8 Poems by Rosario Castellanos on Life, Culture, and Religion

Rosario Castellanos (born Rosario Castellanos Figueroa; May 25, 1925 – August 7, 1974), author, poet, and diplomat, was one of Mexico’s most influential literary voices of the twentieth century. Presented here are eight poems by Rosario Castellanos in both in their original Spanish (poemas de Rosario Castellanos) and in English translation, exploring, among other themes, her views on religion and critique of cultural constraints. 

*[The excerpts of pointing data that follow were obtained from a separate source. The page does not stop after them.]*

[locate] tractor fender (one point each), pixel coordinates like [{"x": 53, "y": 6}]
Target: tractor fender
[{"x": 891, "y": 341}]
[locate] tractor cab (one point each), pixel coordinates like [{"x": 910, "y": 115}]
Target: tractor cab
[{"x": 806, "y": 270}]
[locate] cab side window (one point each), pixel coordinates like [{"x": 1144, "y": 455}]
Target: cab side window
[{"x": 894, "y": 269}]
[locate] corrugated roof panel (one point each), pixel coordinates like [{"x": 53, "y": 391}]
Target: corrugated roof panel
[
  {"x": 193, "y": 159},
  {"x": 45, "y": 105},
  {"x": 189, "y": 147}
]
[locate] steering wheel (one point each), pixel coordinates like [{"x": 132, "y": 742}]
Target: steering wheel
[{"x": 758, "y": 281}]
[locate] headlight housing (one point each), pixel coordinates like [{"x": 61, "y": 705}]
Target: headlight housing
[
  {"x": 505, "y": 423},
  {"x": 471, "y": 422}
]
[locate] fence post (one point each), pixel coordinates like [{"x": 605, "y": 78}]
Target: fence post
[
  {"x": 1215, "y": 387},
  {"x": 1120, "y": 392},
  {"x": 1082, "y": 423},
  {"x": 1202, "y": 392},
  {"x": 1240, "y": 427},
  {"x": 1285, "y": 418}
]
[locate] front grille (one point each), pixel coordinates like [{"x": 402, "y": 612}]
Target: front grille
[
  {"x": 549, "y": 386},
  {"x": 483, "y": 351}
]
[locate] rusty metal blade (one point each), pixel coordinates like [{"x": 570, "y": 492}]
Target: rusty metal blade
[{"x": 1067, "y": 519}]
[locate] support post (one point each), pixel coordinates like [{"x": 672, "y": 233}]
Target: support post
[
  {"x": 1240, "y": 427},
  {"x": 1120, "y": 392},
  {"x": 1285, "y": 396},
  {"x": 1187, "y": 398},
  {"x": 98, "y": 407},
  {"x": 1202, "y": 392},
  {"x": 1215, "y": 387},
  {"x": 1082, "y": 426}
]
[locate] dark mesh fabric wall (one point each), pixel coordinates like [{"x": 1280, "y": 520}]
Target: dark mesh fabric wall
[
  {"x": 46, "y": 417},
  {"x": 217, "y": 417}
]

After losing both parents in 1948, Castellanos was left to fend for herself. This tragic event along with the poem Endless Death by José Gorostiza marked the start of her career as a writer and cultural critic. Soon after, she enrolled in UNAM (National Autonomous University of Mexico) to study law, philosophy, and literature. 

Castellanos’ work dealt with issues of culture and gender in her home country, and went on to become a significant  influence on contemporary Mexican feminist theory and cultural studies. 

 

Charla (Speak)

…porque la realidad es reducible
a los ultímos signos
y se pronuncia en s6lo una palabra …

Sonríe el otro y bebe de su vaso.
Mira pasar las nubes altas del mediodía
y se siente asediado (bugambilia, jazmín,
rosal, dalias, geranios,
flores que en cada pétalo van diciendo una sílaba
de color y fragancia)
por un jardín de idioma inagotable.

 

Speak

…because reality is reducible,
ultimately, to signs,
and is pronounced in only one word …

The other smiles and sips from a glass.
Watches the passage of tall midday clouds
and feels bothered (bougainvillea, jasmine,
roses, dahlias, geraniums,
flowers of which each petal is speaking a syllable
of color and fragrance)
by a garden of inexhaustible language.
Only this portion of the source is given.